1. Know your audience
Understanding your audience is the first step in developing any form of communication. On the course, it's the equivalent of checking the yardage, pin placement and weighing weather conditions to select the appropriate club. On paper, it's who are you communicating with? Do you know the demographics and interests of your audience? Develop a link between yourself and the audience. To do so, you have to understand the world from your readers' perspective and find common ground.
2. Don't bury the lead
Your headline is the first, and perhaps only, chance you have to make an impression on your reader. If you don't grab the audience's attention from the start, it may prevent them from getting to the heart of your message. Burying the lead is similar to shanking your drive, it puts you in a tough position to make par - or to reconnect with your audience.
3. Tone and approach matter
Considering how you will communicate is nearly as important as the message you share. Will this be used as a news release or a blog post? How formal or casual does the tone need to be? Do you want the media to pick this up for tomorrow's paper? Answering these questions will help you engage the right audience and utilize the best platform to communicate your message.
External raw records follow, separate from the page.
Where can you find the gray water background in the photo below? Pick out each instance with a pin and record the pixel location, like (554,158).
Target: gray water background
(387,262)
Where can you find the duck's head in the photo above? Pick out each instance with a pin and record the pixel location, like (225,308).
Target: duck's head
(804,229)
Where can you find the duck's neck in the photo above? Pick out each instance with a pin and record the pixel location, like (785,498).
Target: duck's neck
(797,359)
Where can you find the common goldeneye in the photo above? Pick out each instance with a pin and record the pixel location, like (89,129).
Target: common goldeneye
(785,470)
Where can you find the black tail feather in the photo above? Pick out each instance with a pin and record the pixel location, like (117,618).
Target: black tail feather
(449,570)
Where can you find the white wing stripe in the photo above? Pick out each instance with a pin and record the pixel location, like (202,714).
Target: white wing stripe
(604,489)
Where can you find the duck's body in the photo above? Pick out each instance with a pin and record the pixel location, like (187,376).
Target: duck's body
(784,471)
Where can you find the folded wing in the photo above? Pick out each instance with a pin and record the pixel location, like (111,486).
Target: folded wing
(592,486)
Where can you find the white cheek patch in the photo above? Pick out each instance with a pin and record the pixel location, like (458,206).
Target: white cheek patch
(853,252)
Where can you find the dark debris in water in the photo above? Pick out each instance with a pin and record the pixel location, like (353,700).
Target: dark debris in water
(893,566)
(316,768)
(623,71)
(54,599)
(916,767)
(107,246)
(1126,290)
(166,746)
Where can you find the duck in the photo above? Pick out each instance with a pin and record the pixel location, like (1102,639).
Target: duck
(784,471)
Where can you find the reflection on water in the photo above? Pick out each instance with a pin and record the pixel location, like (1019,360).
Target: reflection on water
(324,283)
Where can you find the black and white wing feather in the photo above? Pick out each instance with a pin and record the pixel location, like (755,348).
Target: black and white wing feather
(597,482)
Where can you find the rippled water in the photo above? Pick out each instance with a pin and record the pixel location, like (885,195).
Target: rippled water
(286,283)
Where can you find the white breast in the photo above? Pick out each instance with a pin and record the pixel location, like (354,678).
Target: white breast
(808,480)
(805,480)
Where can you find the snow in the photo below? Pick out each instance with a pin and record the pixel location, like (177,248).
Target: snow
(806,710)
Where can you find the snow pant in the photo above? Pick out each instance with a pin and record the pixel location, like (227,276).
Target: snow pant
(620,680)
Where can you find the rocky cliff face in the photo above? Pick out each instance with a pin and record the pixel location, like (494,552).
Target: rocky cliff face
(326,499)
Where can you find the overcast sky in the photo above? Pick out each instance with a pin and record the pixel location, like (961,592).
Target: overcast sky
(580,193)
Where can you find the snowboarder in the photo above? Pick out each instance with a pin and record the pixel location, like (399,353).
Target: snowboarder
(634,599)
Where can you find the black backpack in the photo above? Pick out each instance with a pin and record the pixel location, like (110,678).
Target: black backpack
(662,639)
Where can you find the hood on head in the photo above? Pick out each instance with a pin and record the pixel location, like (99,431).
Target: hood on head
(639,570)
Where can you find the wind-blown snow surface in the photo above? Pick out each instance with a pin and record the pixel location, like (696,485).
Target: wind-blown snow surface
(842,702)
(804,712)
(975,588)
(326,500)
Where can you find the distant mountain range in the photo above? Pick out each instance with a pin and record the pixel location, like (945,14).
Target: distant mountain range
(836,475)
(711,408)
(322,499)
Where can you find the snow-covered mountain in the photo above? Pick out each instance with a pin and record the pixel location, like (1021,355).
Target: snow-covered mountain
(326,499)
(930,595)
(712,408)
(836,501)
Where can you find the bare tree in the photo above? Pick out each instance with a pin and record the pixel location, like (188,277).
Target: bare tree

4. Be authentic and transparent
Being authentic is an important part of communication, regardless of whether it's in-person, through written communication or online. This means playing your own game and focusing on strengths rather than weaknesses. For me, that equates to playing it safe down the fairway and relying on my short game to make up strokes on the green. In writing, it means using language that mirrors your organization's voice and actions. Keep in mind, business decisions shape the way we are able to communicate. Today, with technology at our fingertips, it's never been easier for consumers to fact-check our statements. That's why it's never been more important to share accurately and timely information.
All in all, practice makes perfect. Written communication is a craft that requires repetition, thought and attention to detail. By keeping these important components in mind, you are already on your way to effective communication.